The history of India would be incomplete without its music. And the history of its music would be incomplete without Gwalior gharana, which flourished under Raja Man Singh Tomar; Mian Tansen was one of its early proteges. “If a regular employee earned Rs 5 as their monthly salary then, a musician’s was Rs 500. That’s the kind of status Gwalior gave to its musicians,” says Pandit. They say there was time when even children cried in sur in Gwalior, and people went to Tansen’s mausoleum until 1950 to eat leaves of a tamarind tree planted by him. It’s believed that anyone who would eat the leaves of this tree will be blessed with a melodious voice. “Even KL Saigal, who was visiting us once, asked for a visit and the taste of that leaf. My father had promptly obliged,” says Pandit.

After learning from his father, Pandit found a job at All India Radio in 1960 as a producer and also began doing small concerts. His work at AIR helped him listen to the greats of music — from Ustad Amir Khan to Pt Bhimsen Joshi and Ustad Bade Ghulam Ali Khan. He performed more and simultaneously trained his three children — Tushar, Atul and Meeta in music. Meeta and Tushar were on the path to success when Tushar died in an accident. “A strict father and guru, the incident softened him,” says Meeta, who continues to perform the Gwalior gharana gayaki. After spending many years with the radio, he was also associated with the Faculty of Music and Fine Arts, Delhi University, as a professor and is currently engaged in documenting the style and compositions of his gharana.

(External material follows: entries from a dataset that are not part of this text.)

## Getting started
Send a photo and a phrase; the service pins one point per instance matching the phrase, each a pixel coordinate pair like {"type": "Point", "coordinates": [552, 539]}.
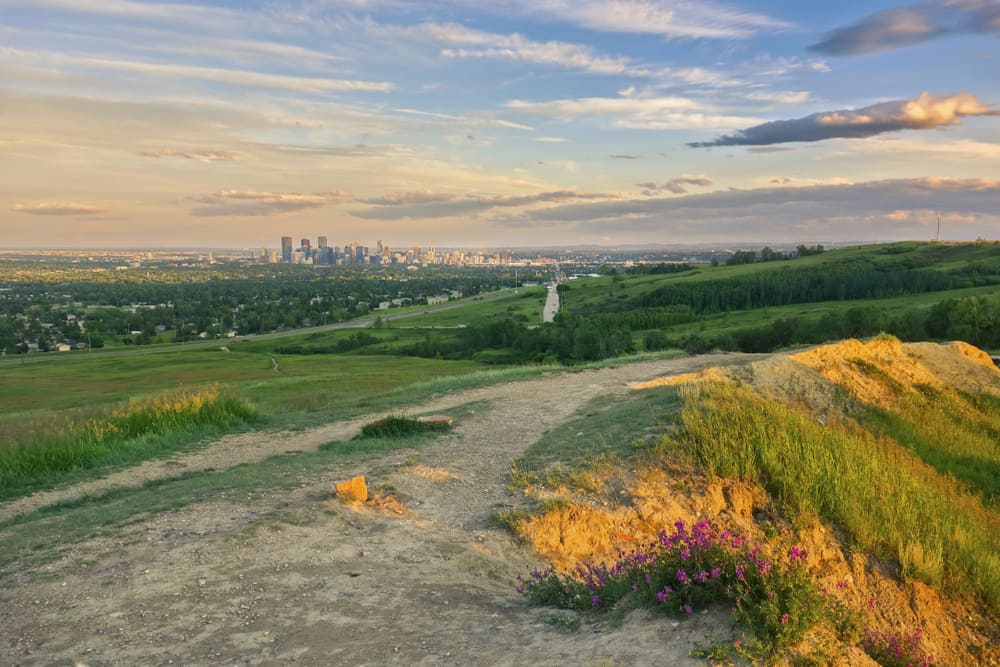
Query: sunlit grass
{"type": "Point", "coordinates": [61, 447]}
{"type": "Point", "coordinates": [889, 501]}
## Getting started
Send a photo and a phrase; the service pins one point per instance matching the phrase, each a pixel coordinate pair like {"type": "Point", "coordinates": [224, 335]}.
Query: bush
{"type": "Point", "coordinates": [891, 649]}
{"type": "Point", "coordinates": [689, 569]}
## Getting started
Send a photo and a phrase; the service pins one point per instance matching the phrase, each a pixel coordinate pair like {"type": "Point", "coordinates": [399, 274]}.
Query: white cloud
{"type": "Point", "coordinates": [405, 206]}
{"type": "Point", "coordinates": [202, 155]}
{"type": "Point", "coordinates": [921, 113]}
{"type": "Point", "coordinates": [781, 97]}
{"type": "Point", "coordinates": [460, 39]}
{"type": "Point", "coordinates": [258, 203]}
{"type": "Point", "coordinates": [239, 77]}
{"type": "Point", "coordinates": [680, 18]}
{"type": "Point", "coordinates": [57, 209]}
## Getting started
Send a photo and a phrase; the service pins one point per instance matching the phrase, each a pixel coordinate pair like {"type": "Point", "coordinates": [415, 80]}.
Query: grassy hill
{"type": "Point", "coordinates": [873, 465]}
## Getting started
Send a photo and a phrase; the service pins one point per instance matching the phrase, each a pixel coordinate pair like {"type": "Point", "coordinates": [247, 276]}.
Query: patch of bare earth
{"type": "Point", "coordinates": [287, 577]}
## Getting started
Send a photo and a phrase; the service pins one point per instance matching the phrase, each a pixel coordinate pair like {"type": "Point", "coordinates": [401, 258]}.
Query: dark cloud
{"type": "Point", "coordinates": [57, 209]}
{"type": "Point", "coordinates": [912, 24]}
{"type": "Point", "coordinates": [921, 113]}
{"type": "Point", "coordinates": [203, 156]}
{"type": "Point", "coordinates": [898, 208]}
{"type": "Point", "coordinates": [446, 208]}
{"type": "Point", "coordinates": [675, 185]}
{"type": "Point", "coordinates": [256, 203]}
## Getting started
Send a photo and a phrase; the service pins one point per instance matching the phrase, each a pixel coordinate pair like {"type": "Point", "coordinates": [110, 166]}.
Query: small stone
{"type": "Point", "coordinates": [354, 489]}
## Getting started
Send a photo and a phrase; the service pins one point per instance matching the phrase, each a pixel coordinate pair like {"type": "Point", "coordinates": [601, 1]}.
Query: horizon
{"type": "Point", "coordinates": [130, 125]}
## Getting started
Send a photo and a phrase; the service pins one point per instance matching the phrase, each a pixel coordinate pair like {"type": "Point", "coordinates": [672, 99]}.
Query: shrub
{"type": "Point", "coordinates": [689, 569]}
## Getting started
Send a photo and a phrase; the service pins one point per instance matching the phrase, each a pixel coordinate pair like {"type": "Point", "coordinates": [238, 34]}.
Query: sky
{"type": "Point", "coordinates": [509, 123]}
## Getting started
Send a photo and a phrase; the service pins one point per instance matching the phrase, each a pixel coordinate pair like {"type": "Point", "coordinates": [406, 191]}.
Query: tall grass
{"type": "Point", "coordinates": [133, 432]}
{"type": "Point", "coordinates": [957, 434]}
{"type": "Point", "coordinates": [885, 497]}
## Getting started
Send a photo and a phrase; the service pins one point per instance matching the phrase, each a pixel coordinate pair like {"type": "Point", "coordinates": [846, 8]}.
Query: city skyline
{"type": "Point", "coordinates": [599, 122]}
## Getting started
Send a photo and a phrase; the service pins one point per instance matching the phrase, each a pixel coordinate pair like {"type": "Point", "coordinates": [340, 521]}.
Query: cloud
{"type": "Point", "coordinates": [158, 12]}
{"type": "Point", "coordinates": [658, 113]}
{"type": "Point", "coordinates": [449, 207]}
{"type": "Point", "coordinates": [203, 156]}
{"type": "Point", "coordinates": [912, 24]}
{"type": "Point", "coordinates": [239, 77]}
{"type": "Point", "coordinates": [683, 18]}
{"type": "Point", "coordinates": [870, 197]}
{"type": "Point", "coordinates": [57, 209]}
{"type": "Point", "coordinates": [921, 113]}
{"type": "Point", "coordinates": [782, 97]}
{"type": "Point", "coordinates": [256, 203]}
{"type": "Point", "coordinates": [463, 42]}
{"type": "Point", "coordinates": [676, 185]}
{"type": "Point", "coordinates": [404, 198]}
{"type": "Point", "coordinates": [841, 212]}
{"type": "Point", "coordinates": [474, 121]}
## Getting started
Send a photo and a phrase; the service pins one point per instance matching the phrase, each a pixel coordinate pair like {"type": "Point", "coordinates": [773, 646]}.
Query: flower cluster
{"type": "Point", "coordinates": [688, 569]}
{"type": "Point", "coordinates": [893, 649]}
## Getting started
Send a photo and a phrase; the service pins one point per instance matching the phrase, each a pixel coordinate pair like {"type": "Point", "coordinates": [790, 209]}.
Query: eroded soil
{"type": "Point", "coordinates": [297, 577]}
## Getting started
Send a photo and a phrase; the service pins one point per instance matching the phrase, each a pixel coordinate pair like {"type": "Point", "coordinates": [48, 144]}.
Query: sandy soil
{"type": "Point", "coordinates": [330, 584]}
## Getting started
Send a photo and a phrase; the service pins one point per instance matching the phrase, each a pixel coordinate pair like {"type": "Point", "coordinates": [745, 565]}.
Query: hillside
{"type": "Point", "coordinates": [238, 553]}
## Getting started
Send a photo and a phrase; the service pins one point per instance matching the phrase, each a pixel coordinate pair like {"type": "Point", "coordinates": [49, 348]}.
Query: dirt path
{"type": "Point", "coordinates": [327, 584]}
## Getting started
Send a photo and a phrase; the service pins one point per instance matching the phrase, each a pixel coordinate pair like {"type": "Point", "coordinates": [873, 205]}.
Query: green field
{"type": "Point", "coordinates": [320, 374]}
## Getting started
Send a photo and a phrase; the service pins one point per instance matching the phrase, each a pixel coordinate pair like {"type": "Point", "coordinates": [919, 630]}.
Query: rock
{"type": "Point", "coordinates": [443, 420]}
{"type": "Point", "coordinates": [354, 489]}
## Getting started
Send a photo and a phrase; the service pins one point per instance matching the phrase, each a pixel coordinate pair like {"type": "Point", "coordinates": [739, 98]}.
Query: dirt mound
{"type": "Point", "coordinates": [957, 631]}
{"type": "Point", "coordinates": [828, 381]}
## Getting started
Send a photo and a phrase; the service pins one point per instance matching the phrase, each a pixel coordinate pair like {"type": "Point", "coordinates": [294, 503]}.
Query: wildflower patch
{"type": "Point", "coordinates": [689, 569]}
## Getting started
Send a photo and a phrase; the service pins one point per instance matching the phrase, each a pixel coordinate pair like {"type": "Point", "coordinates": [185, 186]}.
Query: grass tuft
{"type": "Point", "coordinates": [61, 448]}
{"type": "Point", "coordinates": [400, 427]}
{"type": "Point", "coordinates": [886, 498]}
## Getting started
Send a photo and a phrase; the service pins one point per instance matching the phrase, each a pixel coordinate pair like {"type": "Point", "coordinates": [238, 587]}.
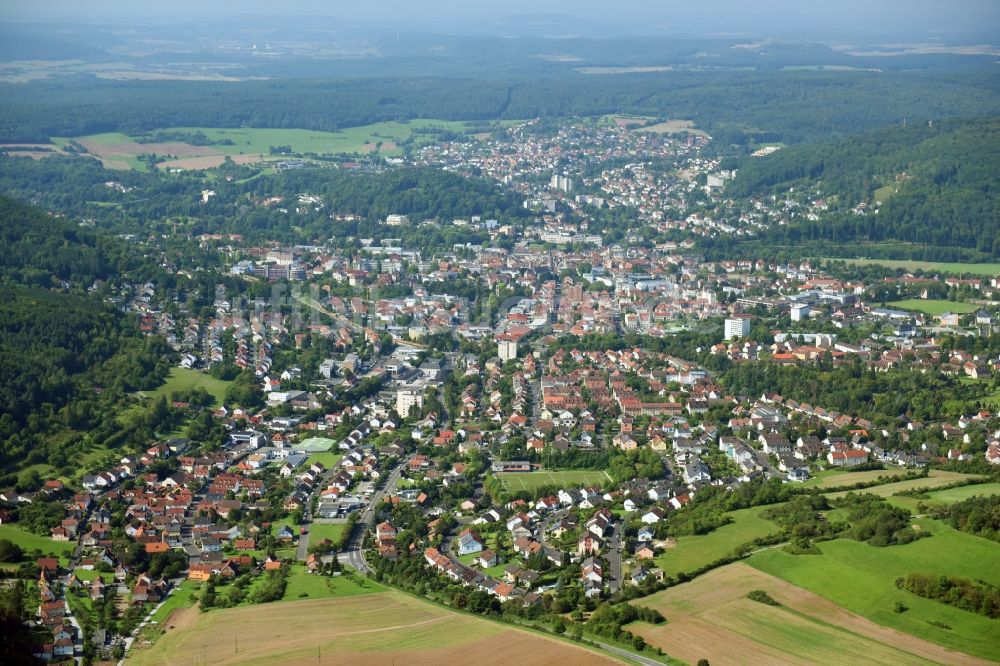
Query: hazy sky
{"type": "Point", "coordinates": [930, 17]}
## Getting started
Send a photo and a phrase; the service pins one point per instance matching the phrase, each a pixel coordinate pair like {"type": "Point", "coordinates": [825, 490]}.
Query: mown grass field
{"type": "Point", "coordinates": [185, 596]}
{"type": "Point", "coordinates": [304, 585]}
{"type": "Point", "coordinates": [834, 478]}
{"type": "Point", "coordinates": [183, 379]}
{"type": "Point", "coordinates": [515, 481]}
{"type": "Point", "coordinates": [320, 531]}
{"type": "Point", "coordinates": [933, 306]}
{"type": "Point", "coordinates": [946, 496]}
{"type": "Point", "coordinates": [363, 139]}
{"type": "Point", "coordinates": [29, 541]}
{"type": "Point", "coordinates": [382, 628]}
{"type": "Point", "coordinates": [711, 618]}
{"type": "Point", "coordinates": [936, 479]}
{"type": "Point", "coordinates": [245, 145]}
{"type": "Point", "coordinates": [328, 458]}
{"type": "Point", "coordinates": [693, 552]}
{"type": "Point", "coordinates": [987, 270]}
{"type": "Point", "coordinates": [860, 578]}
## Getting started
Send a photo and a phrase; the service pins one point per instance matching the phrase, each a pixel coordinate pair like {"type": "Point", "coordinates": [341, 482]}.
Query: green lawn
{"type": "Point", "coordinates": [693, 552]}
{"type": "Point", "coordinates": [328, 458]}
{"type": "Point", "coordinates": [184, 378]}
{"type": "Point", "coordinates": [304, 585]}
{"type": "Point", "coordinates": [28, 541]}
{"type": "Point", "coordinates": [320, 531]}
{"type": "Point", "coordinates": [89, 575]}
{"type": "Point", "coordinates": [833, 478]}
{"type": "Point", "coordinates": [934, 306]}
{"type": "Point", "coordinates": [952, 495]}
{"type": "Point", "coordinates": [947, 496]}
{"type": "Point", "coordinates": [861, 578]}
{"type": "Point", "coordinates": [515, 481]}
{"type": "Point", "coordinates": [988, 270]}
{"type": "Point", "coordinates": [936, 479]}
{"type": "Point", "coordinates": [184, 596]}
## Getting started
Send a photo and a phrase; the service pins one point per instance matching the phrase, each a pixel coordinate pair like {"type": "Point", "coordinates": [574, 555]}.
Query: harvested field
{"type": "Point", "coordinates": [936, 479]}
{"type": "Point", "coordinates": [673, 127]}
{"type": "Point", "coordinates": [711, 618]}
{"type": "Point", "coordinates": [208, 161]}
{"type": "Point", "coordinates": [103, 149]}
{"type": "Point", "coordinates": [373, 629]}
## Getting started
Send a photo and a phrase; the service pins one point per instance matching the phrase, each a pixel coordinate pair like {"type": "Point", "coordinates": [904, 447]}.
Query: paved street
{"type": "Point", "coordinates": [354, 554]}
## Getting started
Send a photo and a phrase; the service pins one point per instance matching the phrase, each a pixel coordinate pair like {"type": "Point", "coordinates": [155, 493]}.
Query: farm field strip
{"type": "Point", "coordinates": [987, 269]}
{"type": "Point", "coordinates": [860, 578]}
{"type": "Point", "coordinates": [711, 618]}
{"type": "Point", "coordinates": [371, 629]}
{"type": "Point", "coordinates": [934, 306]}
{"type": "Point", "coordinates": [515, 481]}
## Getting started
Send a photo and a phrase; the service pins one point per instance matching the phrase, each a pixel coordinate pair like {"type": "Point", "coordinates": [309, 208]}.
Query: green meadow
{"type": "Point", "coordinates": [860, 578]}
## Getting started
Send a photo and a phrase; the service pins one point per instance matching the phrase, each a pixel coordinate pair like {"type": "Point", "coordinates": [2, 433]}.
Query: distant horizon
{"type": "Point", "coordinates": [968, 21]}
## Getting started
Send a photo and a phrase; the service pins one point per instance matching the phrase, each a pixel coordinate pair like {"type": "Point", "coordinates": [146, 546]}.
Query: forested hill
{"type": "Point", "coordinates": [932, 185]}
{"type": "Point", "coordinates": [733, 106]}
{"type": "Point", "coordinates": [43, 250]}
{"type": "Point", "coordinates": [66, 356]}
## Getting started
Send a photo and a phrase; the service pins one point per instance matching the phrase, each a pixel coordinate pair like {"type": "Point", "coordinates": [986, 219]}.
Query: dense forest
{"type": "Point", "coordinates": [788, 106]}
{"type": "Point", "coordinates": [65, 355]}
{"type": "Point", "coordinates": [76, 187]}
{"type": "Point", "coordinates": [977, 515]}
{"type": "Point", "coordinates": [39, 249]}
{"type": "Point", "coordinates": [938, 183]}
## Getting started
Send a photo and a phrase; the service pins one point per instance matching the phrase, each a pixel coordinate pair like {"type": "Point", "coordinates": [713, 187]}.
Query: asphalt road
{"type": "Point", "coordinates": [354, 555]}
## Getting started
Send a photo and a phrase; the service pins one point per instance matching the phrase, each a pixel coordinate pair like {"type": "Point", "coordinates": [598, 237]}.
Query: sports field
{"type": "Point", "coordinates": [316, 444]}
{"type": "Point", "coordinates": [185, 379]}
{"type": "Point", "coordinates": [515, 481]}
{"type": "Point", "coordinates": [860, 578]}
{"type": "Point", "coordinates": [693, 552]}
{"type": "Point", "coordinates": [933, 306]}
{"type": "Point", "coordinates": [320, 531]}
{"type": "Point", "coordinates": [29, 541]}
{"type": "Point", "coordinates": [988, 270]}
{"type": "Point", "coordinates": [711, 618]}
{"type": "Point", "coordinates": [373, 629]}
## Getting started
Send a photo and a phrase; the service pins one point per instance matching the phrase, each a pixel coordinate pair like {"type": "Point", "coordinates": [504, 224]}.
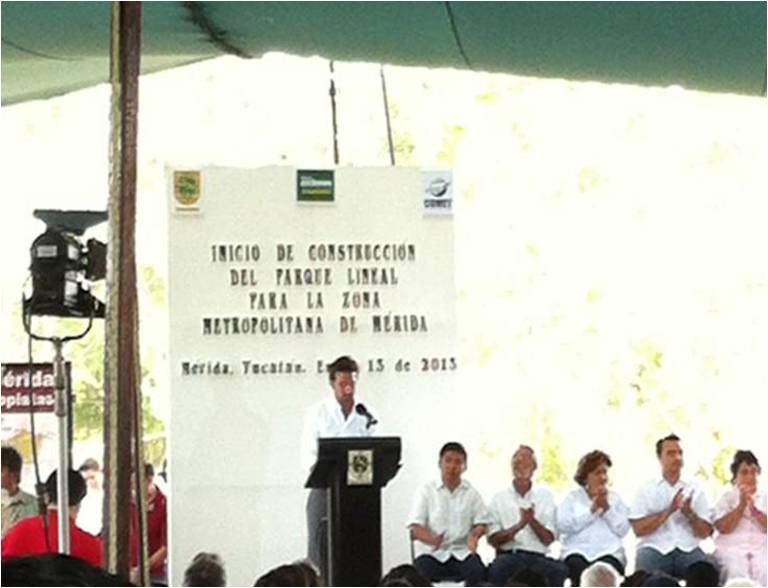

Among a slew of his recordings floating on YouTube, there is a Shori Miyan tappa in raag Kaafi that catches attention. Pandit, who looks about 60 in the video moves up and down the saptak with a fluidity that very few have managed to master. “When I sing now, I don’t have as much stamina or control over my breath, but I do have more understanding. Which is why it takes a lifetime to be able to understand this composite world. I plan to do this till I can,” he adds.